Every once in a while, I pull open a newspaper or log onto a website and read an article about the ‘stagnant’ wages of the middle class. When I read these articles, I expect to see stories about hard working Americans being unfairly or even illegally denied the compensation they are due for their hard work.

But instead, I usually end up reading an article where the built-in assumption is if an employee shows up to work every day for a year or so and doesn’t get fired, he or she should automatically received some sort of raise.

Huh? Just get in on time, don’t screw up for a while, and get a raise? Where do I sign up for these jobs???

I remember learning about this mentality when I first started working. A lot of people asked me a year into my job about a raise. Not if I got a raise, mind, just about it, if I'd gotten a raise - yet - because the assumption was I would get a raise a year into my tenure.

This was interesting. I hadn’t been promised anything and thus wasn’t expecting anything. But about a week after my second year started, I did get a raise despite doing nothing better than I had done it a month ago.

I feel this mentality needs an update. What happened to earning a raise by becoming better at the job? Was this ever a thing to begin with? Another thing I learned when I first started working was that if there was 'nothing to do', an employee should 'do nothing'. Paid to do nothing! I could hardly believe my eyes.

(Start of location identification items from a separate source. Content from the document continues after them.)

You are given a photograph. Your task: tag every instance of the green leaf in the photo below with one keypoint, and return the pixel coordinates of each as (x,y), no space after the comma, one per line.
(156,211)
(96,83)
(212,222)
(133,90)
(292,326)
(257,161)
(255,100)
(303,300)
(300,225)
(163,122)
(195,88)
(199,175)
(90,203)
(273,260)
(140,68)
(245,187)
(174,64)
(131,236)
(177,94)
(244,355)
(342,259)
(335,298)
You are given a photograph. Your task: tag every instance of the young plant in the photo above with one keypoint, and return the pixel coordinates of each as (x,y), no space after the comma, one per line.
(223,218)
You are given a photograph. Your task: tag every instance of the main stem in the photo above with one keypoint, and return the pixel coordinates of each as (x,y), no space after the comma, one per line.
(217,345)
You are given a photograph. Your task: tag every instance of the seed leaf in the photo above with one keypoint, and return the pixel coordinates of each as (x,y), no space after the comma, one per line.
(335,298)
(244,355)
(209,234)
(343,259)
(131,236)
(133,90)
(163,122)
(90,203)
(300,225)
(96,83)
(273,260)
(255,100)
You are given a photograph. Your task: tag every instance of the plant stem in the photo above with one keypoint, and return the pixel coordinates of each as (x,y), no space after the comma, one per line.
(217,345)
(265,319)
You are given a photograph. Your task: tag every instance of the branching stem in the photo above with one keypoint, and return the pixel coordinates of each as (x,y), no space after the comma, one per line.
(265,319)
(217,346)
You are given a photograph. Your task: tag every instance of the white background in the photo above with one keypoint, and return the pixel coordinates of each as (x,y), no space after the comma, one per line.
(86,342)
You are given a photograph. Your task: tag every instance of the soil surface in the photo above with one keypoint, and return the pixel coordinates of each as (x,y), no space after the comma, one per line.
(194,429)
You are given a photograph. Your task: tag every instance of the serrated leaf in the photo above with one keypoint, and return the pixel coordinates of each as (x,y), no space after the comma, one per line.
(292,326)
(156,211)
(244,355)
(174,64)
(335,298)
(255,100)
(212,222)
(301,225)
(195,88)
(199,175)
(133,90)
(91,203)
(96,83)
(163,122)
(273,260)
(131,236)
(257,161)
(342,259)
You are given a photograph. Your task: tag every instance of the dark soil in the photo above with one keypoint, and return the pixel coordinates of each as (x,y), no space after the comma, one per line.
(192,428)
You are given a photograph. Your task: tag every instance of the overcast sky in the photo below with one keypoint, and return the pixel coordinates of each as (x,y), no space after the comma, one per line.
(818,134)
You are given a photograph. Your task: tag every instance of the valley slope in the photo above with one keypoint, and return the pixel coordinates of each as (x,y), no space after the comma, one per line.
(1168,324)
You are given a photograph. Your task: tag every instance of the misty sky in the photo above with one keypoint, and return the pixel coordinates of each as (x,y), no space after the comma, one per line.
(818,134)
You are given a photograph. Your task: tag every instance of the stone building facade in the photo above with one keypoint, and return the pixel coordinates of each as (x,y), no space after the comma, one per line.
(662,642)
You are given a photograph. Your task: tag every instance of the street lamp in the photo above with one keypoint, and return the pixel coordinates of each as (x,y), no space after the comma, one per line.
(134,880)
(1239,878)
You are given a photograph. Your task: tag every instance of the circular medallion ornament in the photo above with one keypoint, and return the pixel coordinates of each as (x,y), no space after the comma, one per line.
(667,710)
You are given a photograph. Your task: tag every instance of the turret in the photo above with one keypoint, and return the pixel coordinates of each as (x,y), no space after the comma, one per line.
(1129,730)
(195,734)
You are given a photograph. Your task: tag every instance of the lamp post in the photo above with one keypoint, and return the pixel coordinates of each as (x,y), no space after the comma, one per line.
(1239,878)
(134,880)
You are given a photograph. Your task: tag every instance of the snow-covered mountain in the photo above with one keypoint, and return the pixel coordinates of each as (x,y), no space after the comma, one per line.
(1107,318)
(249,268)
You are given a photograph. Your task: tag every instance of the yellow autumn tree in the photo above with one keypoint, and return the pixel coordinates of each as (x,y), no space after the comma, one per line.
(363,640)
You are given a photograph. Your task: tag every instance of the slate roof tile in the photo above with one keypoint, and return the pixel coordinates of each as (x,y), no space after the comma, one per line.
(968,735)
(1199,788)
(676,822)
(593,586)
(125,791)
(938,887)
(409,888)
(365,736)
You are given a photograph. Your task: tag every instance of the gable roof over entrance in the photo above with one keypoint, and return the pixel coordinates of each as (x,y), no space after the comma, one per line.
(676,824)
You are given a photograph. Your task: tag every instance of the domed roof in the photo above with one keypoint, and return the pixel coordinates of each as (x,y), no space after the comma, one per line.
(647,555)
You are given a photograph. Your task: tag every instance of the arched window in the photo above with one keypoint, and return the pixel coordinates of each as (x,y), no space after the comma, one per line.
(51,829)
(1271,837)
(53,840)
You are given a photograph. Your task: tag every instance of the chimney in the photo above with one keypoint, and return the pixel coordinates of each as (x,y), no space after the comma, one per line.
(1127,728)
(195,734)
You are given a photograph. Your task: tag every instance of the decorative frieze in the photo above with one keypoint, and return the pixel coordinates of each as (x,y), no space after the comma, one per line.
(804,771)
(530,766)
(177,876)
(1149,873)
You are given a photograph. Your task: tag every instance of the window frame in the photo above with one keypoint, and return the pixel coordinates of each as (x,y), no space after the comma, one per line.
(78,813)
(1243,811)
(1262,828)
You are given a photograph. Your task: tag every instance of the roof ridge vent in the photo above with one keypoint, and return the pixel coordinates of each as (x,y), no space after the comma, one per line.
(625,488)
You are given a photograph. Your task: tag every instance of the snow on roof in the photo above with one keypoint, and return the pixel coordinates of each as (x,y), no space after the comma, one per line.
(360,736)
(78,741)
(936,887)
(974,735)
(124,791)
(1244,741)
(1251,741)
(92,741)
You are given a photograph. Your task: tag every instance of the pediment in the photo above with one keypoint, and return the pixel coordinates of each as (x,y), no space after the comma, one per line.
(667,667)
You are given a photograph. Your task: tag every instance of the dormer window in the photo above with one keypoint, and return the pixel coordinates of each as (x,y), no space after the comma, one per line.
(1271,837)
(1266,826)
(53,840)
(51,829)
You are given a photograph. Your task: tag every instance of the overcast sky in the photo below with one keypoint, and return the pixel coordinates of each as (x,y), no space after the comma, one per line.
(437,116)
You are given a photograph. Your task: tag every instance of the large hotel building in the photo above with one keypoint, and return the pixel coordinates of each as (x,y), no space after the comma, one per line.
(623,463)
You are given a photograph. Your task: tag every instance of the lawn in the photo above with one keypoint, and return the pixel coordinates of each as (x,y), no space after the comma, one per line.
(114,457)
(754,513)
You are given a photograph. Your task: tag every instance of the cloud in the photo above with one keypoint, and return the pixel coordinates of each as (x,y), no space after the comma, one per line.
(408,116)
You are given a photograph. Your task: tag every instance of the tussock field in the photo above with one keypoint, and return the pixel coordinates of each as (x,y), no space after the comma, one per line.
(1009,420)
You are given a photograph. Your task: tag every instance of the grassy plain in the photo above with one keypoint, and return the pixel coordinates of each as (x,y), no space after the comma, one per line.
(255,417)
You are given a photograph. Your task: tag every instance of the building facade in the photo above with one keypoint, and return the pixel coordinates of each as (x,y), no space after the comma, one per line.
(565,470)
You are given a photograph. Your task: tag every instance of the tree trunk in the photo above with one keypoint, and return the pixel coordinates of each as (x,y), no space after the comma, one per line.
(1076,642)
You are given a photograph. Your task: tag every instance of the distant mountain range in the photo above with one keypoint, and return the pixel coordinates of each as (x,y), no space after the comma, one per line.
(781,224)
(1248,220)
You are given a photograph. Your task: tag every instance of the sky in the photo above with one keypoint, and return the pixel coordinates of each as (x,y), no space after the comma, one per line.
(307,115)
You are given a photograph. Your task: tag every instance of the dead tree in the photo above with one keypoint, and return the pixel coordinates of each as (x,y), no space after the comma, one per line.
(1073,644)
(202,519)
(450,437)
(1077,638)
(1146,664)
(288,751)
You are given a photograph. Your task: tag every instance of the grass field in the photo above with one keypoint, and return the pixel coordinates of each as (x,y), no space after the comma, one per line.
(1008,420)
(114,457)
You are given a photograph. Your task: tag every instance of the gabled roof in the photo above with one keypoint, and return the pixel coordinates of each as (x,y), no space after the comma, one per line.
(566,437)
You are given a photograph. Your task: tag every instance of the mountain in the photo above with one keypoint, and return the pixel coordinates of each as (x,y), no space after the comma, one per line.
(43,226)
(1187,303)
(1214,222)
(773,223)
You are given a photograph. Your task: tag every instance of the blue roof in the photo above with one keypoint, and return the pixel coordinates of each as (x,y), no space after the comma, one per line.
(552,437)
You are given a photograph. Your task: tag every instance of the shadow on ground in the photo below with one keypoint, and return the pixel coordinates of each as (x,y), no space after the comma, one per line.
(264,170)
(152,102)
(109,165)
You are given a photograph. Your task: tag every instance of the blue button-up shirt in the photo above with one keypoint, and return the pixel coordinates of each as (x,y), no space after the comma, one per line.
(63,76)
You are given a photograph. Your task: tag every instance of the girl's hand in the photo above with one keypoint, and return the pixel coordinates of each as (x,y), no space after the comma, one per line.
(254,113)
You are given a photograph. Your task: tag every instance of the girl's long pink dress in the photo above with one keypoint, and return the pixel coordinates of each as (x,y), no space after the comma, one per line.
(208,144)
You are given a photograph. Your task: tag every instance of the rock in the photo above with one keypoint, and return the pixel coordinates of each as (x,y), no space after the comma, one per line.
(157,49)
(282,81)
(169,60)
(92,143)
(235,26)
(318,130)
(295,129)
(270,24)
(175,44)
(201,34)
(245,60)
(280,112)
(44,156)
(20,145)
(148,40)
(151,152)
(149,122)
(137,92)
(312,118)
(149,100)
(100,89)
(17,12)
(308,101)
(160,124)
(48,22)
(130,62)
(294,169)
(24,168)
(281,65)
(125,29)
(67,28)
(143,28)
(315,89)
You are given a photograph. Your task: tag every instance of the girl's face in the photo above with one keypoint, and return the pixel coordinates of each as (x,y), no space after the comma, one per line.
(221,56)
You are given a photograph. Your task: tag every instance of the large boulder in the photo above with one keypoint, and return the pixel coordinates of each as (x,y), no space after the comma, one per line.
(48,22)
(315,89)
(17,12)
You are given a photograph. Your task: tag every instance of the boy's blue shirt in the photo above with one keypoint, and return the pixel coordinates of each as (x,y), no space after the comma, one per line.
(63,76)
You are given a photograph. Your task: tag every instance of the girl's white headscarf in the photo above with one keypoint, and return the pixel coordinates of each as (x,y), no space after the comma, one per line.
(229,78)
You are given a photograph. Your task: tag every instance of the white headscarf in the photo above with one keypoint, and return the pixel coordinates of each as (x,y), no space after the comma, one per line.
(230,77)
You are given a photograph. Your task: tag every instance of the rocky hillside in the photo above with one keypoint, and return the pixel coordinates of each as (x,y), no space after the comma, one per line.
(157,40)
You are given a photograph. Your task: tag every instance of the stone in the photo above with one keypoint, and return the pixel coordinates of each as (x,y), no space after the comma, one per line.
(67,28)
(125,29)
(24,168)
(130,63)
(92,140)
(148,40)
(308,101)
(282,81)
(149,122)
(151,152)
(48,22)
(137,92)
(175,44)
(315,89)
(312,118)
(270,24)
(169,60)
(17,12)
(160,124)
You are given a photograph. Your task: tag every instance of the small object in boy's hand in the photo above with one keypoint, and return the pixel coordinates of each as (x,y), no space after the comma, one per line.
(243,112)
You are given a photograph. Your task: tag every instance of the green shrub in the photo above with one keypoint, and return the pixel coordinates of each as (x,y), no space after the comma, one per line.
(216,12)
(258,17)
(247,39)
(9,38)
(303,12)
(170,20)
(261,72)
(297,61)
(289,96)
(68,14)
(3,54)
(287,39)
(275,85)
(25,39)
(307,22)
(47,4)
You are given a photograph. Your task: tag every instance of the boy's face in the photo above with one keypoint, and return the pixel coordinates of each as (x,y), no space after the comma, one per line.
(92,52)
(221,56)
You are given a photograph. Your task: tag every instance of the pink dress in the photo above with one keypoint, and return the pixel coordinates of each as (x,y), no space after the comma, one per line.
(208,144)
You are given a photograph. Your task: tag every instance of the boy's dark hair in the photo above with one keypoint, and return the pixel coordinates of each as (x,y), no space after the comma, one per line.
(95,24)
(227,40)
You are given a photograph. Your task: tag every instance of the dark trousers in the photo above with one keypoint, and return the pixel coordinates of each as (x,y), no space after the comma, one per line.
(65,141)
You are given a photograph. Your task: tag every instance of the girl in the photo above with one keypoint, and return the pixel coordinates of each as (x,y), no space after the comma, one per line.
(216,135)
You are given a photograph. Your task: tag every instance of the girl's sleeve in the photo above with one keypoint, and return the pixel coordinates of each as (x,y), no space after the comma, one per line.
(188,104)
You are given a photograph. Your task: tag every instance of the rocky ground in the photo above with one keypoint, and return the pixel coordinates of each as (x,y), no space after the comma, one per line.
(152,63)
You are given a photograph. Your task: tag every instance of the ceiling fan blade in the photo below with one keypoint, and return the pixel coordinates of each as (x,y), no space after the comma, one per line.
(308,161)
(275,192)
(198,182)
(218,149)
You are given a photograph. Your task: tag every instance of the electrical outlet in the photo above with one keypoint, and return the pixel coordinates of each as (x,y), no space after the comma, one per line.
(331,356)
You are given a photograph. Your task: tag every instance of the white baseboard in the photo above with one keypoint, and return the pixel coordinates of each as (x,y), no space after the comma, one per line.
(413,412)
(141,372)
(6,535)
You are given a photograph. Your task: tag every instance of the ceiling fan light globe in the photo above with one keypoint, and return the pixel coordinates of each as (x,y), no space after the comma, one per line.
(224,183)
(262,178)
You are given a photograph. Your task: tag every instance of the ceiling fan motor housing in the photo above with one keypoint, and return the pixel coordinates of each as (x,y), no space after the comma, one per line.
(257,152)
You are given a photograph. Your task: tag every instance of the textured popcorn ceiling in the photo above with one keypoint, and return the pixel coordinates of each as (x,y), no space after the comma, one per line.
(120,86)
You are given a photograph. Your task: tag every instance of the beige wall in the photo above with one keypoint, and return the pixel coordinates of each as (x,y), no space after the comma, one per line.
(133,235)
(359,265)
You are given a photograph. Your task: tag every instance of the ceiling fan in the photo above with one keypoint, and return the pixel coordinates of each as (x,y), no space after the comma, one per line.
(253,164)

Instead of sitting around because there is nothing to do, go talk to someone and find out what problems the organization needs solved. If you can solve any of those problems, you are on your way to a raise. To put it more bluntly, the way to increase wages is to earn a raise.

This was more or less my approach over five and a half years. I didn't get five and a half raises (editor's note: he got fewer than five and a half raises) but each time I got a raise, it was based on doing the new things I’d discovered needed doing. And when the terms were finalized in these cases, I did not have a long list of new tasks or responsibilities to undertake in order to justify my new wage - the things I was being paid for were the things I was already doing.

Signed,

The Business Bro

Footnotes / a rebuttal

0. Sure, let's play devil's advocate...

Now, I can identify a couple of reasons for the pervasiveness of this mentality. Inflation is the obvious one - if prices rise but wages don't, employees are basically being paid less in terms of what their wages are worth in terms of goods and services. But inflation doesn't happen once a year so I'm not sure why 'inflation-adjustments' need to happen once a year.

And it's not like the organization isn't impacted by inflation, either - in order to pay YOU, hotshot employee, a wage consistent with inflation, they will need to cut back in other areas! To put it another way, if everyone in an organization demanded a 1% annual raise, no matter what, then the organization with an otherwise unchanged cost structure will have to lay-off 1% of its workforce in order to keep everyone else happy.

Another reason for this mentality is that some employers do make promises to new hires about reviews, bonuses, or raises. Often, these promises correlate perfectly to the word ‘annual’. Well, reader, do you need this blog to remind you that it's a bad sign if someone breaks a promise to you? A broken promise is a far bigger problem than stagnant wages, I assure you.